Thanks for writing detailed steps. I'm not sure when generates zero size files but it should be ignored in load / read.
I will attend CNCon/KubeCon in this week. So I will write a patch after finish my stuff at CNCon/KubeCon.
Hello,I have encountered this problem too in fluentd v1.10,is this bug fixed?
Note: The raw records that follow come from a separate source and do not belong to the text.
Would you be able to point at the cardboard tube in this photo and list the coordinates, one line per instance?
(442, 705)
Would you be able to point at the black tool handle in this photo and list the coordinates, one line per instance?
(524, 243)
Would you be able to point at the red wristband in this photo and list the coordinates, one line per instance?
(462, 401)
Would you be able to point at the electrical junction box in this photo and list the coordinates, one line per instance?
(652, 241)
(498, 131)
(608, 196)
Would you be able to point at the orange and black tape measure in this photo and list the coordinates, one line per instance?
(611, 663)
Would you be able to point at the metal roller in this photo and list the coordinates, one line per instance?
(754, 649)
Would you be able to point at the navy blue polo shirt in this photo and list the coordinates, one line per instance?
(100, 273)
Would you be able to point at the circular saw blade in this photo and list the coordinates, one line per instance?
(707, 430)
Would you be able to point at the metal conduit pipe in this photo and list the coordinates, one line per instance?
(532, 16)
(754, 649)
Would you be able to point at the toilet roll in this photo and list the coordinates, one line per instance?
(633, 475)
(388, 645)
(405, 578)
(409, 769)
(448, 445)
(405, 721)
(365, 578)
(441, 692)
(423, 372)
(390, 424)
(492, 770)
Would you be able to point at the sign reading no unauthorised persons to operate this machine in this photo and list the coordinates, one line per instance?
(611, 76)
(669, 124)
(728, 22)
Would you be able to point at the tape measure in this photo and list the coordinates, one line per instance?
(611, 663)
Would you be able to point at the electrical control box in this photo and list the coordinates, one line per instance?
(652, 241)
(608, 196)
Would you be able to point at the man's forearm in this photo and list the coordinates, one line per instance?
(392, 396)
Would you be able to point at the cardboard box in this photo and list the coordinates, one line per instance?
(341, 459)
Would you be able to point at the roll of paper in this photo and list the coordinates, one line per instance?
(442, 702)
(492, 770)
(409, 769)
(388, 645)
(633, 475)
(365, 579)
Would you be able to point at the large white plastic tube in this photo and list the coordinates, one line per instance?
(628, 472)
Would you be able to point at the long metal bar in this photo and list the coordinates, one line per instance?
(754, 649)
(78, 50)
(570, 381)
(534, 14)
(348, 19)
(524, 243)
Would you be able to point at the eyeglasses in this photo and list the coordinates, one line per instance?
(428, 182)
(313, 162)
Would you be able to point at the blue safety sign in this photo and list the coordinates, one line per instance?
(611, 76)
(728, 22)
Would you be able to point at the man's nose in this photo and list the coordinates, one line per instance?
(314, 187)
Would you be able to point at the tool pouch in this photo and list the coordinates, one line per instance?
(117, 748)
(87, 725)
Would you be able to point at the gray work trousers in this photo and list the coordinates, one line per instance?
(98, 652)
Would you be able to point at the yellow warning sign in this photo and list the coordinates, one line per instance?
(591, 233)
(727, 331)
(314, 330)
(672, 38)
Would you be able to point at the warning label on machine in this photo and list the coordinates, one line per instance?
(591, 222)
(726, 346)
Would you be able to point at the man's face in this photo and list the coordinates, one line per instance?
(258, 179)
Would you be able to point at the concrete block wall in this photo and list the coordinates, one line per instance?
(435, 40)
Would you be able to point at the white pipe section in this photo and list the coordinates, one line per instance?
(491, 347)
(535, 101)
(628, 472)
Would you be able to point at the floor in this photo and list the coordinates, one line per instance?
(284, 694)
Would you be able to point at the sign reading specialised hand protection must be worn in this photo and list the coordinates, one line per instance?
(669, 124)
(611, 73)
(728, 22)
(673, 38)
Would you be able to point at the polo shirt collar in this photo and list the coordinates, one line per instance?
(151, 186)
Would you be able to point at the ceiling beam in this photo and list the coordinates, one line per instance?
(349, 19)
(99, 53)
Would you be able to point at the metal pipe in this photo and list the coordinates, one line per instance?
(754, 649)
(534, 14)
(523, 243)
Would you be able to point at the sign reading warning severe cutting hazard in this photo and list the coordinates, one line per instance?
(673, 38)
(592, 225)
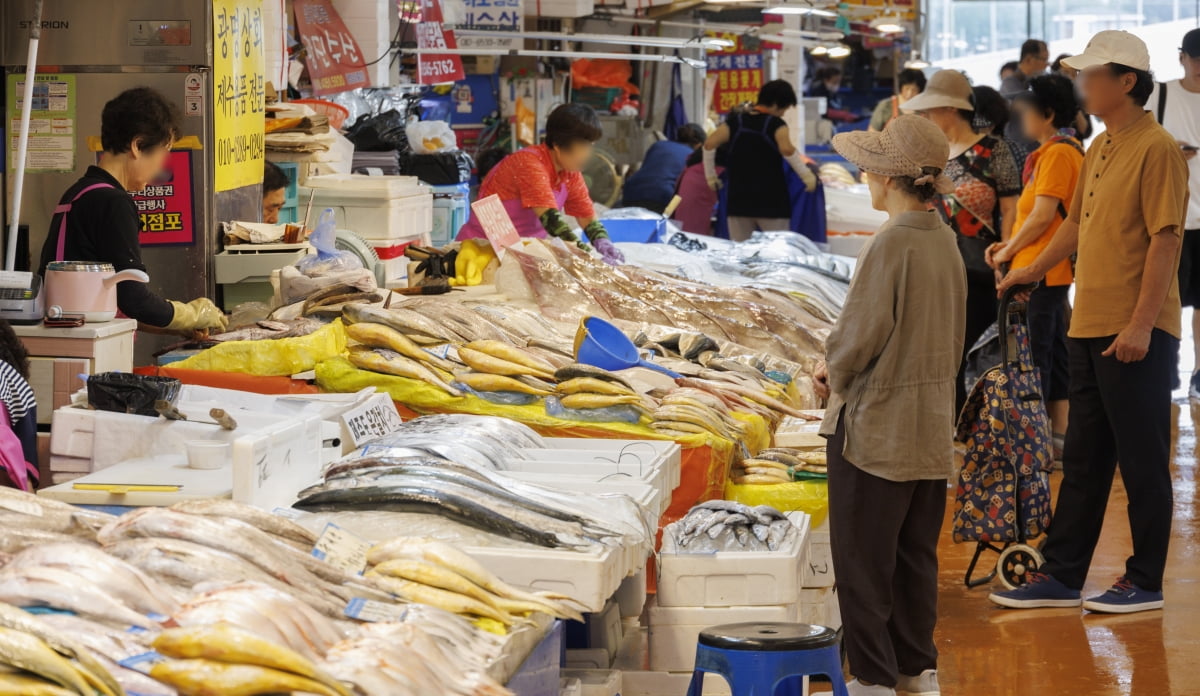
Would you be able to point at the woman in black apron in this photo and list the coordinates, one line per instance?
(760, 143)
(97, 221)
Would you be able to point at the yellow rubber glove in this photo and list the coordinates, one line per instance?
(197, 315)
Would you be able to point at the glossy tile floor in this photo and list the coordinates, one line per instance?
(996, 652)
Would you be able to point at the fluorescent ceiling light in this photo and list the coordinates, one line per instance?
(804, 10)
(888, 24)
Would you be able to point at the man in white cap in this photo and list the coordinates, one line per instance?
(1126, 223)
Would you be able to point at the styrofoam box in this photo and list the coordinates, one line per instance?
(675, 630)
(597, 682)
(820, 606)
(727, 579)
(670, 453)
(819, 568)
(588, 577)
(797, 432)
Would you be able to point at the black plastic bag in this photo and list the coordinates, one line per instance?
(127, 393)
(439, 168)
(379, 133)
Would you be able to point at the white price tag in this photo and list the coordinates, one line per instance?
(372, 420)
(369, 610)
(342, 550)
(22, 505)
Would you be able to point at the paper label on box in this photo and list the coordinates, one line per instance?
(497, 225)
(372, 420)
(21, 505)
(366, 610)
(342, 550)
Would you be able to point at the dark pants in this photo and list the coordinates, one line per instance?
(1048, 339)
(883, 537)
(1120, 412)
(982, 310)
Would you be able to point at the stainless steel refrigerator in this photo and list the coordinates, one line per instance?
(105, 48)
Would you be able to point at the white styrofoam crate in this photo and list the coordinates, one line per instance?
(733, 577)
(597, 682)
(819, 606)
(675, 630)
(819, 568)
(588, 577)
(799, 433)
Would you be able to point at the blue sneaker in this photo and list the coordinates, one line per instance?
(1125, 598)
(1042, 591)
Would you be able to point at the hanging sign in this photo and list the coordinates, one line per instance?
(333, 57)
(52, 123)
(738, 72)
(239, 81)
(166, 205)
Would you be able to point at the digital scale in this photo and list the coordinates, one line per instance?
(22, 300)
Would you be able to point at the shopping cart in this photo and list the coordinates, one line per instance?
(1003, 489)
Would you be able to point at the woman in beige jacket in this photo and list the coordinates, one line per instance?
(889, 377)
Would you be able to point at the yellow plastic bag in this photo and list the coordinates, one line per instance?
(811, 497)
(279, 358)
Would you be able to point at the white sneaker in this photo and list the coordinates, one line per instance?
(924, 684)
(858, 689)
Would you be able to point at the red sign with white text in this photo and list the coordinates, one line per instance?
(334, 59)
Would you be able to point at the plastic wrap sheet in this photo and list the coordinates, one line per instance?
(277, 358)
(811, 497)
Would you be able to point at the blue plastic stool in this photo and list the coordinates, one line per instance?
(759, 658)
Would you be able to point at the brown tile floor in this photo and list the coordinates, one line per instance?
(1063, 652)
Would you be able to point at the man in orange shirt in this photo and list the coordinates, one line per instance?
(539, 184)
(1126, 222)
(1047, 112)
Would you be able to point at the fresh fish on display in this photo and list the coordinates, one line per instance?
(415, 325)
(729, 526)
(226, 643)
(118, 579)
(51, 587)
(382, 336)
(279, 527)
(391, 363)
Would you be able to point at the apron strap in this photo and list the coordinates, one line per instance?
(64, 209)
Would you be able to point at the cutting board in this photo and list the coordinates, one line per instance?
(160, 469)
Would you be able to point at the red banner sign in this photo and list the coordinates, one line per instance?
(435, 67)
(334, 59)
(166, 205)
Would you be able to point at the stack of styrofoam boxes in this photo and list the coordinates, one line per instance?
(819, 597)
(390, 213)
(697, 591)
(371, 24)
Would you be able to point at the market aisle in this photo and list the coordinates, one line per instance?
(1000, 653)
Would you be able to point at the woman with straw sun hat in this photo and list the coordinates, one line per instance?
(889, 375)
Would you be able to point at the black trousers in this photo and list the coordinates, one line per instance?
(1048, 339)
(883, 537)
(982, 311)
(1120, 412)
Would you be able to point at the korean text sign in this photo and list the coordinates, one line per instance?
(240, 84)
(738, 75)
(166, 205)
(334, 59)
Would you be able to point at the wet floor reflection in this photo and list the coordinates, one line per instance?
(1066, 652)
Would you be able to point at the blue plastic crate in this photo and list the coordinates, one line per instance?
(640, 231)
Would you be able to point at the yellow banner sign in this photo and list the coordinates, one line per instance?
(240, 84)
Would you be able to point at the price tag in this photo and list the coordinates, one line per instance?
(367, 610)
(342, 550)
(22, 505)
(496, 222)
(372, 420)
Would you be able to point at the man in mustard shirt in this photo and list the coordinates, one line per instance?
(1126, 222)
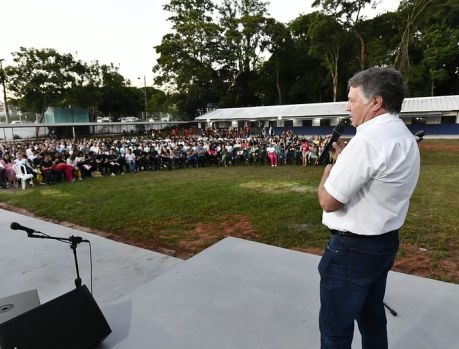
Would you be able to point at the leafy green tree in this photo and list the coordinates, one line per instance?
(349, 13)
(327, 38)
(186, 62)
(244, 38)
(41, 77)
(440, 47)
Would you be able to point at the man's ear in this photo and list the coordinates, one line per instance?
(377, 103)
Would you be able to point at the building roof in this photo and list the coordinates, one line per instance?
(434, 105)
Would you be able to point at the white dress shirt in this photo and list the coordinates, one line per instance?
(374, 177)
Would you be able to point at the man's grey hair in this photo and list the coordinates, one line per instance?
(384, 82)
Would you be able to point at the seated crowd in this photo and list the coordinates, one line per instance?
(53, 160)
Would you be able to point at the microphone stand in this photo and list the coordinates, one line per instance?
(72, 240)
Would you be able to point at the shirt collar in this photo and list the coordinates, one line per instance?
(376, 120)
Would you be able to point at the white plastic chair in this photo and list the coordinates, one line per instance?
(22, 175)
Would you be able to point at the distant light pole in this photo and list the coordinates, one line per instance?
(145, 95)
(3, 77)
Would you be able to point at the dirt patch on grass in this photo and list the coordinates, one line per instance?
(411, 260)
(205, 235)
(421, 263)
(278, 187)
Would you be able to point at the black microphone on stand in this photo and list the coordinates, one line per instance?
(336, 133)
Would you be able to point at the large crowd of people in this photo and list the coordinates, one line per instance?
(52, 160)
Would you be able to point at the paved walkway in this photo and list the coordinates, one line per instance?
(237, 294)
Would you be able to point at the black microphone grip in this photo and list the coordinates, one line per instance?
(336, 133)
(17, 226)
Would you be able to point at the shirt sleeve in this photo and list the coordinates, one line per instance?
(356, 165)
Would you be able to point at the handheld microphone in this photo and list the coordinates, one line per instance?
(336, 133)
(17, 226)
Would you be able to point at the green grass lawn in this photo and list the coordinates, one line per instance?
(185, 211)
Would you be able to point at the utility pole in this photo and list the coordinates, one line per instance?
(145, 96)
(3, 77)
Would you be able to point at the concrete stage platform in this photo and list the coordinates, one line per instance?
(235, 295)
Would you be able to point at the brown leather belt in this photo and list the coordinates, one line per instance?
(352, 235)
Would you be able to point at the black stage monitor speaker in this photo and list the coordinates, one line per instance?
(71, 321)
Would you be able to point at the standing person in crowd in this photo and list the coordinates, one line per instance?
(305, 151)
(272, 156)
(130, 160)
(7, 165)
(365, 197)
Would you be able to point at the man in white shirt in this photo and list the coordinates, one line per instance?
(365, 197)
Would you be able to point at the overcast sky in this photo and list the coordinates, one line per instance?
(122, 32)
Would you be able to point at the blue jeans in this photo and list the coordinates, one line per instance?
(353, 273)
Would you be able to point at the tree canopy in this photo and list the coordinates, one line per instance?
(232, 53)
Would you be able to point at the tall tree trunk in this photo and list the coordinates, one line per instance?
(363, 54)
(279, 91)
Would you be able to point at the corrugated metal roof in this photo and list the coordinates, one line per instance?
(333, 109)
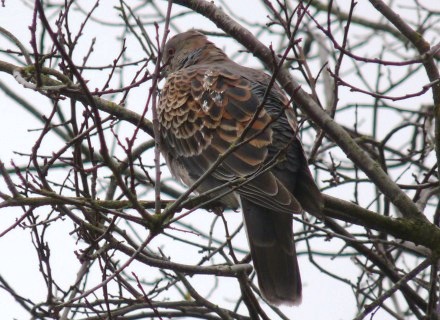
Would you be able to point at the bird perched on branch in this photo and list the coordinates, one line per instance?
(233, 125)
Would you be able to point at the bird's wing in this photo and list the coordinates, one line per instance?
(204, 110)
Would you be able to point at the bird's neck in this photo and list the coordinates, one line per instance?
(211, 54)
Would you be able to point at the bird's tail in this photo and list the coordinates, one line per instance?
(270, 237)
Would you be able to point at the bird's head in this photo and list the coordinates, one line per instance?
(187, 49)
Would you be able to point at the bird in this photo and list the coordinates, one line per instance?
(213, 111)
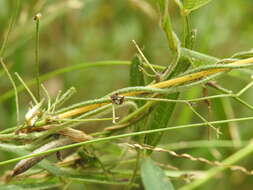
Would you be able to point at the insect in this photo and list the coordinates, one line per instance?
(33, 114)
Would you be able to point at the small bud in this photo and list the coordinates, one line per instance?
(37, 17)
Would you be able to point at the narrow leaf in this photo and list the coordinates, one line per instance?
(190, 5)
(154, 177)
(136, 76)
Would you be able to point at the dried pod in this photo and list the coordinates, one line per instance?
(26, 164)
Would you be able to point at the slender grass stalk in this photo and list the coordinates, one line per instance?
(37, 62)
(15, 89)
(163, 84)
(103, 139)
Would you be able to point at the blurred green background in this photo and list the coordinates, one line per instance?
(74, 32)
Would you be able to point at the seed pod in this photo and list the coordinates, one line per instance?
(26, 164)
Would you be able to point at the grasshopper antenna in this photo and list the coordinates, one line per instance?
(12, 22)
(36, 18)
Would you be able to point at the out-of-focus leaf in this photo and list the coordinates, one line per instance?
(188, 6)
(31, 186)
(154, 177)
(20, 150)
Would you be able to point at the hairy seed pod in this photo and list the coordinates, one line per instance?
(26, 164)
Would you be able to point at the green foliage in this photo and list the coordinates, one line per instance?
(109, 140)
(154, 177)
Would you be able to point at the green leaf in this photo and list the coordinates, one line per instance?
(31, 186)
(154, 177)
(161, 114)
(136, 76)
(194, 4)
(188, 6)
@dbdd4us If you hit this problem during fluentd restart, the problem should be fixed in v1.1.1 > https://www.fluentd.org/blog/fluentd-v1.1.1-has-been-released
I am using fluentd (td-agent) 1.3.3
Have seen this problem with empty meta/buffer files for a while, and while it no longer crashes fluentd I recently saw an instance of fluentd using up around 1.5 million inodes with empty meta files. This almost completely filled up the disk's inode pool, and it was unusable until I manually deleted all the zero byte meta files.
Any idea what might be causing this? Anything I can do to get fluentd to clean up empty meta files on its own?